Nicht nur als ganze Nuss kommt die Mandel zum Einsatz. Viele sind auf Mandelmilch umgestiegen als Ersatz für herkömmliche Milch. Selbst in der Inhaltsangabe vieler Ihrer Pflegeprodukte werden Sie Mandelmilch mit aufgelistet finden.

Was haben Mandeln mit Wasser zu tun?

Für die Produktion einer einzigen Mandel werden fast 4 Liter Wasser benötigt.

82 % der weltweit produzierten Mandeln kommen aus Kalifornien, ein Staat der in einer schweren Dürre steckt.

Privathaushalte in Kalifornien müssen Wasser sparen, so gibt es nun extra Unternehmen, die Rasenflächen grün ansprühen, um einen gepflegten Eindruck zu hinterlassen. Die Bewässerung des Rasens ist seit den strengen Wasserspar-Vorschriften des kalifornischen Gouverneur verpönt, das Abspritzen von Bürgersteigen und Einfahrten sowie das Befüllen von Springbrunnen ist untersagt und wird mit hohen Geldstrafen geahndet. So soll der Wasserverbrauch der Privathaushalte innerhalb 1 Jahres um 25 % gesenkt werden.
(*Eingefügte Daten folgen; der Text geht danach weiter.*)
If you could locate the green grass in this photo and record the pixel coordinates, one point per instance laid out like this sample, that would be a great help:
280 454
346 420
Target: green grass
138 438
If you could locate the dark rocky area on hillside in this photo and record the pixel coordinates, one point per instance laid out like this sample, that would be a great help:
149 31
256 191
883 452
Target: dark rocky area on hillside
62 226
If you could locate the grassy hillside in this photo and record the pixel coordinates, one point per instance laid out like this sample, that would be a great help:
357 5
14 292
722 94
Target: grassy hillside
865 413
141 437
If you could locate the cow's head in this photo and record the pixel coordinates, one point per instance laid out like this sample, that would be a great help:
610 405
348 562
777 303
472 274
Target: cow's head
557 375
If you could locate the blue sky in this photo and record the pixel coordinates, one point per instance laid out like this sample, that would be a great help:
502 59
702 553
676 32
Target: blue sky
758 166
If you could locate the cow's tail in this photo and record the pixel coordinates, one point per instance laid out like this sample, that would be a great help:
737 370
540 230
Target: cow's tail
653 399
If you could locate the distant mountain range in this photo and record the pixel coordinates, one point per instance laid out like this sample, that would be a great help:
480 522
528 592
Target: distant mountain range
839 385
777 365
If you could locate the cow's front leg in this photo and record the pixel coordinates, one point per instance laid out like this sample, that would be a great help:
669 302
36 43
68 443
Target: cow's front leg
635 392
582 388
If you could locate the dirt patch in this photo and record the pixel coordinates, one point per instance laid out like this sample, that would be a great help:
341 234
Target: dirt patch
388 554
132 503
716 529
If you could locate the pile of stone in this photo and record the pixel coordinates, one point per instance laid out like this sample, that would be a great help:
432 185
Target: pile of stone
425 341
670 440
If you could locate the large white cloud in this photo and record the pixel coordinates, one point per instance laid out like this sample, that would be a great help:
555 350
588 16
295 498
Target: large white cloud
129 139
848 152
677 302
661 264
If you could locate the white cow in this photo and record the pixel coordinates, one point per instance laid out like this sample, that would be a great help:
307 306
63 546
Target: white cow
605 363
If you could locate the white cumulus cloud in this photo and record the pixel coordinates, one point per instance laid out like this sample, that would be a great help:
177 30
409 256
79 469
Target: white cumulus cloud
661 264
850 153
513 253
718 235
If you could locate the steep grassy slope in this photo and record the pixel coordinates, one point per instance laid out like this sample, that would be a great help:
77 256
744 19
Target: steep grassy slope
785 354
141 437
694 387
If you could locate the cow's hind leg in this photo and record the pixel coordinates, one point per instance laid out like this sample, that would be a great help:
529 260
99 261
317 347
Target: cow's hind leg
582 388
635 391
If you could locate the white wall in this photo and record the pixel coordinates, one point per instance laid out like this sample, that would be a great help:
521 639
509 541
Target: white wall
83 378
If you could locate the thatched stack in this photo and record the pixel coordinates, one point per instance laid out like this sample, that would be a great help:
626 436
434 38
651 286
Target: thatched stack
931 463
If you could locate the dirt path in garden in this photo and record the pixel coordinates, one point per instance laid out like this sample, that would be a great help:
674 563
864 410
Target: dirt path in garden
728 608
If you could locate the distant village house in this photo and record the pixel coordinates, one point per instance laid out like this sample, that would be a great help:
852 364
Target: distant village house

Doch ob diese Maßnahmen wirklich helfen und ob der Wasserverbrauch der Haushalte das größte Problem ist, bleibt fraglich.

80% des Wasserverbrauchs geht von der Landwirtschaft aus, die allerdings nur 2% der Wirtschaft Kaliforniens ausmacht.

Der Anbau von Produkten, die eine intensive Bewässerung benötigen, ist daher sehr in Kritik geraten und wurde breit in der Presse diskutiert. Trotzdem produzieren Kaliforniens Bauern so viele Mandeln wie nie zu vor. Sie sind nach Milchprodukten die zweitgrößte Landwirtschaftliche Einnahmequelle.

Die Amerikanischen Bürger verzehren heute doppelt so viele Mandeln wie noch vor 10 Jahren, doch 70% der in Kalifornien produzierten Mandeln werden exportiert und landen so auch in Deutschland. So schwappt das moralische Dilemma auch zu uns und man sollte sich überlegen, wie oft man sich den Genuss der kleinen Nuss gönnt.